You can install with:
```bash
pip install autogluon.assistant
```
You can also install from source:
```bash
git clone https://github.com/autogluon/autogluon-assistant.git
cd autogluon-assistant && pip install -e "."
```
#### Beta Features
AG-A now supports automatic feature generation as part of its beta features. To enable these features, please install the beta version dependencies using the following command:
```bash
pip install -r requirements.txt
```
### API Keys
#### Configuring LLMs
AG-A supports using both AWS Bedrock and OpenAI as LLM model providers. You will need to set up API keys for the respective provider you choose. By default, AG-A uses AWS Bedrock for its language models.
#### AWS Bedrock Setup
AG-A integrates with AWS Bedrock by default. To use AWS Bedrock, you will need to configure your AWS credentials and region settings:
```bash
export AWS_DEFAULT_REGION=""
export AWS_ACCESS_KEY_ID=""
export AWS_SECRET_ACCESS_KEY=""
```
Ensure you have an active AWS account and appropriate permissions set up for using Bedrock models. You can manage your AWS credentials through the AWS Management Console. See [Bedrock supported AWS regions](https://docs.aws.amazon.com/bedrock/latest/userguide/bedrock-regions.html)
#### OpenAI Setup
To use OpenAI, you'll need to set your OpenAI API key as an environment variable:
```bash
export OPENAI_API_KEY="sk-..."
```
You can sign up for an OpenAI account [here](https://platform.openai.com/) and manage your API keys [here](https://platform.openai.com/account/api-keys).

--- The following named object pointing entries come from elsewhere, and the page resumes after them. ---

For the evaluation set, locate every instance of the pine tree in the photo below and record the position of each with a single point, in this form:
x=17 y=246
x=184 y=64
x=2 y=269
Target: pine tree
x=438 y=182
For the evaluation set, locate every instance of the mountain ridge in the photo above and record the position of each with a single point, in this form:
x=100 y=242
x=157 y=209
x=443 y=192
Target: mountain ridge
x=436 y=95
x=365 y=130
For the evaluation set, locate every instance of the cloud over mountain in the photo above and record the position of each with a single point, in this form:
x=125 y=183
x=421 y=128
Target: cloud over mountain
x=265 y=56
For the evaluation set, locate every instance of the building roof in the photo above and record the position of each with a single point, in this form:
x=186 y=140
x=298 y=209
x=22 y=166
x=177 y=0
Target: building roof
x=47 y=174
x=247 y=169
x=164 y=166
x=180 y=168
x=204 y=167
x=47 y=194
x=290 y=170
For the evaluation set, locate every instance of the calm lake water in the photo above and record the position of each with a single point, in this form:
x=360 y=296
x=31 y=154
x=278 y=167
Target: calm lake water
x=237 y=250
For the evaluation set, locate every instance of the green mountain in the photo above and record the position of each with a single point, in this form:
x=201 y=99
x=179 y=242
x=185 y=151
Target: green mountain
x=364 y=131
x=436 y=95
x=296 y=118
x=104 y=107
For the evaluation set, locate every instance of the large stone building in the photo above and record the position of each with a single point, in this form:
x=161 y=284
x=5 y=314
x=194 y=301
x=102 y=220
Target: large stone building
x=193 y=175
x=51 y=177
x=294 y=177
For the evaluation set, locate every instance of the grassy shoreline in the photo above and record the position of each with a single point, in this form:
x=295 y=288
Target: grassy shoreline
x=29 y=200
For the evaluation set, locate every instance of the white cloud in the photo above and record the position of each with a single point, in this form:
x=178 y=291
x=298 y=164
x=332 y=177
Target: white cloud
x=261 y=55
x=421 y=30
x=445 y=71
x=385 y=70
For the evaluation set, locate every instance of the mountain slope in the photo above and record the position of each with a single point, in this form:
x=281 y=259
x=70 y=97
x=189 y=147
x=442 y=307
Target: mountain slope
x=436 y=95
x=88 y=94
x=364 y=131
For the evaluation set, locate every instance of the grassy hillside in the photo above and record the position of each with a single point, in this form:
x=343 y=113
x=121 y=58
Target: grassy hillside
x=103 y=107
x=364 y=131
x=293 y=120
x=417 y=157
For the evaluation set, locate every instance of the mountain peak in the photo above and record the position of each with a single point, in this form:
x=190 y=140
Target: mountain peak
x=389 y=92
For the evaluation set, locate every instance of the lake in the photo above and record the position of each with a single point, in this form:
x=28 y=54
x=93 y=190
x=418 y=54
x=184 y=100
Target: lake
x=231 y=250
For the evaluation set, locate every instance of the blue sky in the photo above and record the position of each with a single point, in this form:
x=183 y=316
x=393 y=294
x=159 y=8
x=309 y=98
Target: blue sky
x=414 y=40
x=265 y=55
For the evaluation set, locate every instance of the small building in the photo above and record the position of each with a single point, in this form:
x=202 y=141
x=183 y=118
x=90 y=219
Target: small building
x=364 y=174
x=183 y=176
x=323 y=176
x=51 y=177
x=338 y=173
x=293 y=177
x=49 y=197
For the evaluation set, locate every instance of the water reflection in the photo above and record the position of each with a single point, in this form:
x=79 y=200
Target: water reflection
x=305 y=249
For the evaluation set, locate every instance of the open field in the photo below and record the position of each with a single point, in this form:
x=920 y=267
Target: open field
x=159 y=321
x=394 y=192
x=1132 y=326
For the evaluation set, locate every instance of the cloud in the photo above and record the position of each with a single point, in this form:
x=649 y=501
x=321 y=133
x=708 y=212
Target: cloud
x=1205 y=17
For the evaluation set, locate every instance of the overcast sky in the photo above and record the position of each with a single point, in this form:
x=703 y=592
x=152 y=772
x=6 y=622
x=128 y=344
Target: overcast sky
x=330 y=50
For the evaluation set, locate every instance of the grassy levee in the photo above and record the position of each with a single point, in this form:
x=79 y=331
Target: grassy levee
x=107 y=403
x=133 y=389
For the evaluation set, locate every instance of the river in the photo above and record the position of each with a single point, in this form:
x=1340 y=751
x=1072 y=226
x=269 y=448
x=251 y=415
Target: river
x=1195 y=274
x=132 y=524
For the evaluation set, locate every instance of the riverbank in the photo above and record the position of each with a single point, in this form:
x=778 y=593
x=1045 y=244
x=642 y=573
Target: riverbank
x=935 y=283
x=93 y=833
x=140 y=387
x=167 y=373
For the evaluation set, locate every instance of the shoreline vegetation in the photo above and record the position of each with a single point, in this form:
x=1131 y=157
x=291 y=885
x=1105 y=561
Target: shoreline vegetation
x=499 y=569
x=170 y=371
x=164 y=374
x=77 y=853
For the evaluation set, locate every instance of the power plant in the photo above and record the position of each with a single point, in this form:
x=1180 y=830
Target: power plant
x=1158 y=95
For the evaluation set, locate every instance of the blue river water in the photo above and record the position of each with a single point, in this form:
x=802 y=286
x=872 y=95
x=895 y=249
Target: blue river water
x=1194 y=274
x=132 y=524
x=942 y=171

Important: Free-tier OpenAI accounts may be subject to rate limits, which could affect AG-A's performance. We recommend using a paid OpenAI API key for seamless functionality.
#### Azure OpenAI Setup
To use Azure OpenAI, you'll need to set the following Azure OpenAI values, as environment variables:
```bash
export AZURE_OPENAI_API_KEY=<...>
export OPENAI_API_VERSION=<...>
export AZURE_OPENAI_ENDPOINT=<...>
```
## Usage
We support two ways of using AutoGluon Assistant: WebUI and CLI.
### Web UI
AutoGluon Assistant Web UI allows users to leverage the capabilities of AG-A through an intuitive web interface.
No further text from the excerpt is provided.